景色としては良いけど帰り道としては最悪だ。
突然、君が口を開いた。
「ごめんね。私、引っ越すことになったの。離れちゃうね。」
僕は何も言えなかった。
「私は。私は別に寂しくはないよ。」
「どこに引っ越すの?」
「ここじゃない遠い所だよ。」
場所を答えてくれない。それくらい遠いんだろうか。僕はあまり実感が湧かなかった。
「いつ引っ越すの?」
「明後日。」
突然すぎる。まだ心の準備とか、餞別とか色々まだ準備していない。
「どうしてもっと前に言ってくれなかったの?」

「言いづらかったから。」
あの時の運命の話をもっと肯定的に聞いてあげればよかった。
「そっか。寂しくなるね。」
「…うん。」
もう引越しまであまり時間がない。会えるならできるだけ会っておこう。
「明日、予定空けといてくれる?」
「うん。」
「じゃあまた、明日。」
君が僕の袖を引っ張る。
「..うん。
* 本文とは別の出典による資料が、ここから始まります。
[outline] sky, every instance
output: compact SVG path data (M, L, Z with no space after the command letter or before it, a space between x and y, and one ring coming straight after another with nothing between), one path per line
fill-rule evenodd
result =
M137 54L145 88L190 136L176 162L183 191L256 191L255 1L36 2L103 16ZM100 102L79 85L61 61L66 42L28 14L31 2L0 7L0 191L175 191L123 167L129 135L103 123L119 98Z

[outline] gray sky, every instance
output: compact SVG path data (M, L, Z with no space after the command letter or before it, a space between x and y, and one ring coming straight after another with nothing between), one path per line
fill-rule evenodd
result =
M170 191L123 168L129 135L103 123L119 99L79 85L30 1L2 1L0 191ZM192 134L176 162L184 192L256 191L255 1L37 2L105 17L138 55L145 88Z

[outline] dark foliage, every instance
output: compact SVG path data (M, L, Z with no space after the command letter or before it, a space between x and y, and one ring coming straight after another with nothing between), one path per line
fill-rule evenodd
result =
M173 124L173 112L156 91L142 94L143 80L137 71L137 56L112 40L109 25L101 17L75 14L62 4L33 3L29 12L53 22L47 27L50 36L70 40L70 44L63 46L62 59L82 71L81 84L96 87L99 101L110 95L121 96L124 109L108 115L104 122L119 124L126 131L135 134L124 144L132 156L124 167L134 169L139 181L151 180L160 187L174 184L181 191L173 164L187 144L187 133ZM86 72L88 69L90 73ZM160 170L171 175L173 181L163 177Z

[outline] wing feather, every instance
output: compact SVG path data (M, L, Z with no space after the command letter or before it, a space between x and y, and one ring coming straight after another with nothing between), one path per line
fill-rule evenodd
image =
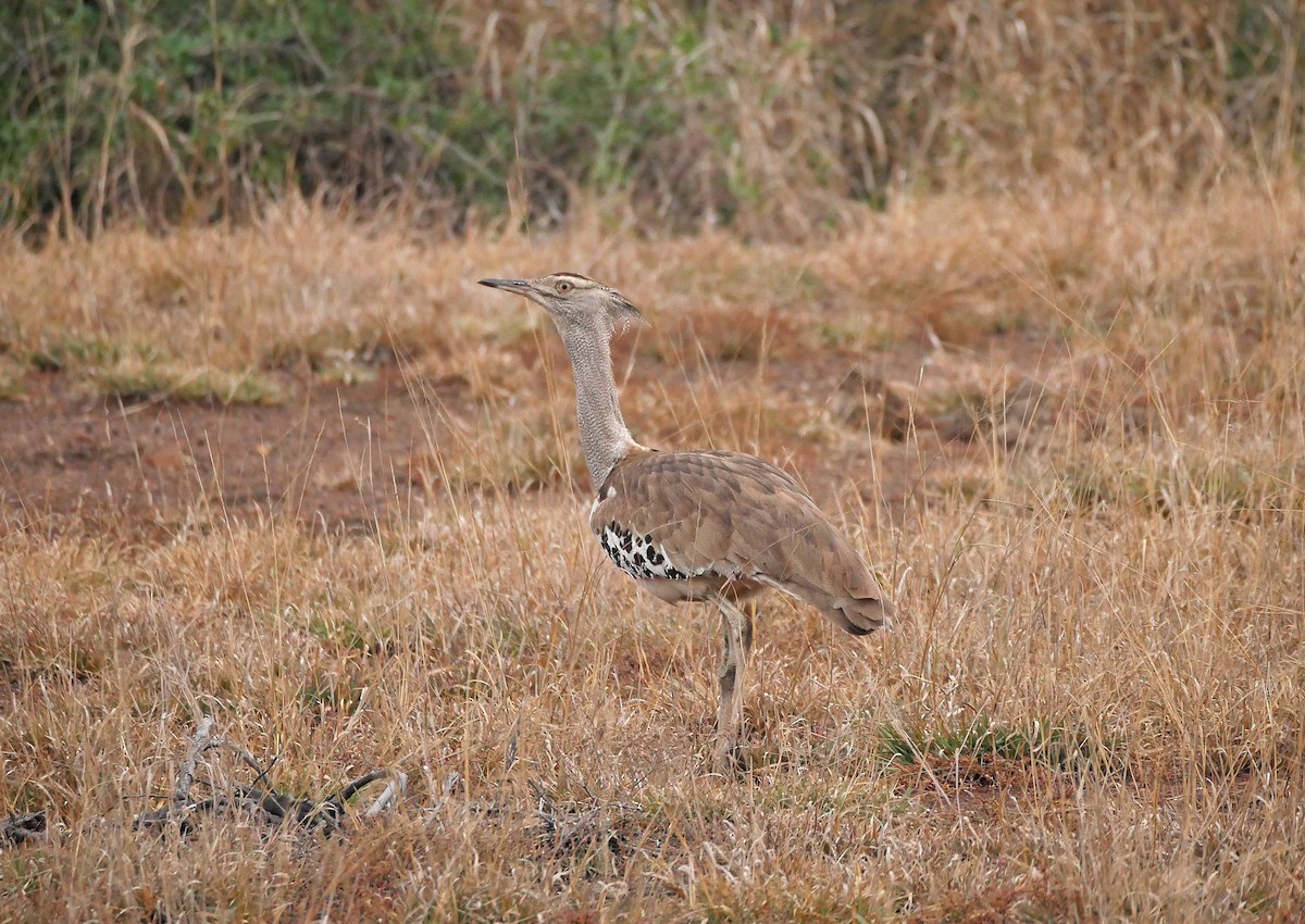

」
いつものように君を送り届けた。

五. 最後の日
今日で君と会えるのが最後だ。
本当の最終の日は学校があって行くことができない。
「お待たせ。」
いつもの公園で君を見つける。
「あ、うん。」
「少し歩く?」
「うん。」
今日は空気が冷たい。予報によると雪が降るみたいだ。
「昨日の夕方に急いで選んできたから微妙な餞別の品だけど、受け取ってよ。」
僕は、二人で撮った写真とマフラーを手渡した。
「今日みたいに寒い日にはそれ着けてくれたら嬉しいよ。」
「ありがとう。これは?」
「この前、君が偶然か知らないけど、公園に来たときに撮った写真だよ。」
カメラのレンズを気にする振りをして撮った写真だ。あとでいたずらに使おうと思っていた写真がプレゼントになるなんて。
「ありがとう。大切にするね。」
君が少し笑った。
「いつ出発なの?」
「明日の朝だよ。」
明日なのは知っていたけど朝だったのか。
これはもう会えないな。本当に今日で最後みたいだ。
「ねぇ。運命って信じる?」
「え?」
「運命。信じる?」
この問いはどこかで聞いた覚えがある。 
「前も言ったけど、私は信じてる。また会えるよね?」
僕は運命なんてあまり興味はないけど、運命を信じてまた会えるならいくらでも信じる。

「うん。また会えるよ。きっと。」
そう僕が言ったあと君は微笑んだ。